Former Congress President Rahul Gandhi today hit out at the Centre for 23.9 percent contraction of the Gross Domestic Product in India’s history.
“GDP reduces by 24%. The worst in independent India’s history. Unfortunately, the Govt ignored the warnings,” Gandhi tweeted.
Yes, the collapse of GDP growth by 23.9 per cent for April to June period is worst in independent India’s history, but it was expected, because of economic shutdown due to Covid lockdown and the mishandling of spread of coronavirus by China, which is Congress party’s benefactor.
In fact, EGROW Foundation Chairman Dr Arvind Virmani hinted that the Narendra Modi government did well in limiting the contraction of the GDP. He said the Q1 GDP estimate of -23.9 per cent by Central Statistics Office is better than the estimates made by him three months ago.
The estimates were made based on the logic of lockdown and sectors subject to it, he said. “The Q1 GDP est of -29% by CSO is better than my est of 3 months ago w/o any data, based only on the logic of lockdown & sectors subject to it,” Virmani tweeted.
He also stuck to his “FY21 estimates of -5 per cent taking into account 10 to 15 per cent error.”
Referring to his May 29 Facebook post, Dr Virmani said forecasting paradoxically becomes easy in some ways, if the nature and extent of the lockdown is understood.
Before understanding the estimate of the impact on Indian economy due to the pandemic, it is important to understand dynamics of agricultural and non-agricultural sectors plus allied sectors. The Indian lockdown had shut down the entire economy and society, except for Essential Goods and Services, of which the major part is agriculture and allied sectors, Dr Virmani wrote.
He said the agricultural sector of the economy, which constitutes 40 per cent of Gross Value Added (GVA) and employs about 55 percent of the workforce, has been functioning normally with little or no problems on either the supply or demand side, barring bureaucratic problems.
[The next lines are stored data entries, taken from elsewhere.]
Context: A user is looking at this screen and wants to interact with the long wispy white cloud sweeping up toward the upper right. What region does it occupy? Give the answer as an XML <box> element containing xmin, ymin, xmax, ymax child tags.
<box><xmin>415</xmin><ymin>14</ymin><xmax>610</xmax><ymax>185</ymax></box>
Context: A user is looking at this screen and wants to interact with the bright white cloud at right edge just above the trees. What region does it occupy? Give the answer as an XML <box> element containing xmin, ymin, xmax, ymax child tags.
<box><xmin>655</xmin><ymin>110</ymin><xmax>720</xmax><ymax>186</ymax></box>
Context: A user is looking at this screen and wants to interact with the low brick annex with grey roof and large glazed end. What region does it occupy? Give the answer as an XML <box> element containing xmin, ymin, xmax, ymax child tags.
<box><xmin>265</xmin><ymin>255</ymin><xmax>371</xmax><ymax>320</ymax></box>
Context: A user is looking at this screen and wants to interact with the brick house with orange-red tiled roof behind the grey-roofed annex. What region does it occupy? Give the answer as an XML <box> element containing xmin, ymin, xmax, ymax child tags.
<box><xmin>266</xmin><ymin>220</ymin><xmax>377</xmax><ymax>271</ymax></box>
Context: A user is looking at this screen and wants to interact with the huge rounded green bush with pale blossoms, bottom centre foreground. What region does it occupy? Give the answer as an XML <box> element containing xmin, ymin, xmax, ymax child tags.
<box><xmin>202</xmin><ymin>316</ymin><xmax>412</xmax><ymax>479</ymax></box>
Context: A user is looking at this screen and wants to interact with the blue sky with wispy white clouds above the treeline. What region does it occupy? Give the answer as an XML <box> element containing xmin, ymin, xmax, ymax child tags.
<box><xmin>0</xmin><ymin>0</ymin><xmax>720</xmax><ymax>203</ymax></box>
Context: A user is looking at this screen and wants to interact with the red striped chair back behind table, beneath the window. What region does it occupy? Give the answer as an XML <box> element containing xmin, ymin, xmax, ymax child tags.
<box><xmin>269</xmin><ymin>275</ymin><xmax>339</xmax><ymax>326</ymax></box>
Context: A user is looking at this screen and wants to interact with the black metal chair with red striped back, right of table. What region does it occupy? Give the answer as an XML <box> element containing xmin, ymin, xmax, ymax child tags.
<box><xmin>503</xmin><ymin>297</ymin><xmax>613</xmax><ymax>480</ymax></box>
The rest of the economy, producing 60 per cent of the GVA and employing 45 per cent of workers has been shut down since the last week of March till the end of May. Thus, Dr Virmani said, there is no supply or effective demand in this part of the economy during this period.
“The one week shut lock down in March 2020 will reduce expected GDP for Q4 of FY20 by 0.6/13 and full year GDP by 0.3/26. Q4 GDP growth is therefore projected to be 0.6 per cent to 1.1 per cent, while 2019-20 GDP growth is projected to be 4 per cent to 4.5 per cent,” he wrote.
Similarly, the estimated effect of the lockdown during April and May 2020 will reduce Q1 GDP in FY21 by 1.2/3 and full year GDP by 1/10th in 2020-21. GDP growth in Q1 of FY21 is therefore projected to be around -35% year-on-year, Dr Virmani said.
However, he said, the whole year projection is a little more complicated because it requires a breakup of the non-essential part of the economy into contact services (air travel, hotels etc) and manufacturing, mining, construction and allied services.
The former constitutes 105 of GVA and employment, while the latter is 50 percent of GVA while employing 35 per cent of workers. “The Q1 GDP from Contact services is lost forever, and will recover much more slowly because of continued fears in the majority of our population,” Dr Virmani said.
In contrast, the GVA of MMC AS can be made up during the second half of the year, particularly in the last quarter. “I therefore project the overall GDP growth during 2020-21 to be -5 per cent to -1.5 per cent, unless an unexpected cure or vaccine is discovered for Covid19, before the end of FY21,” Dr Virmani said.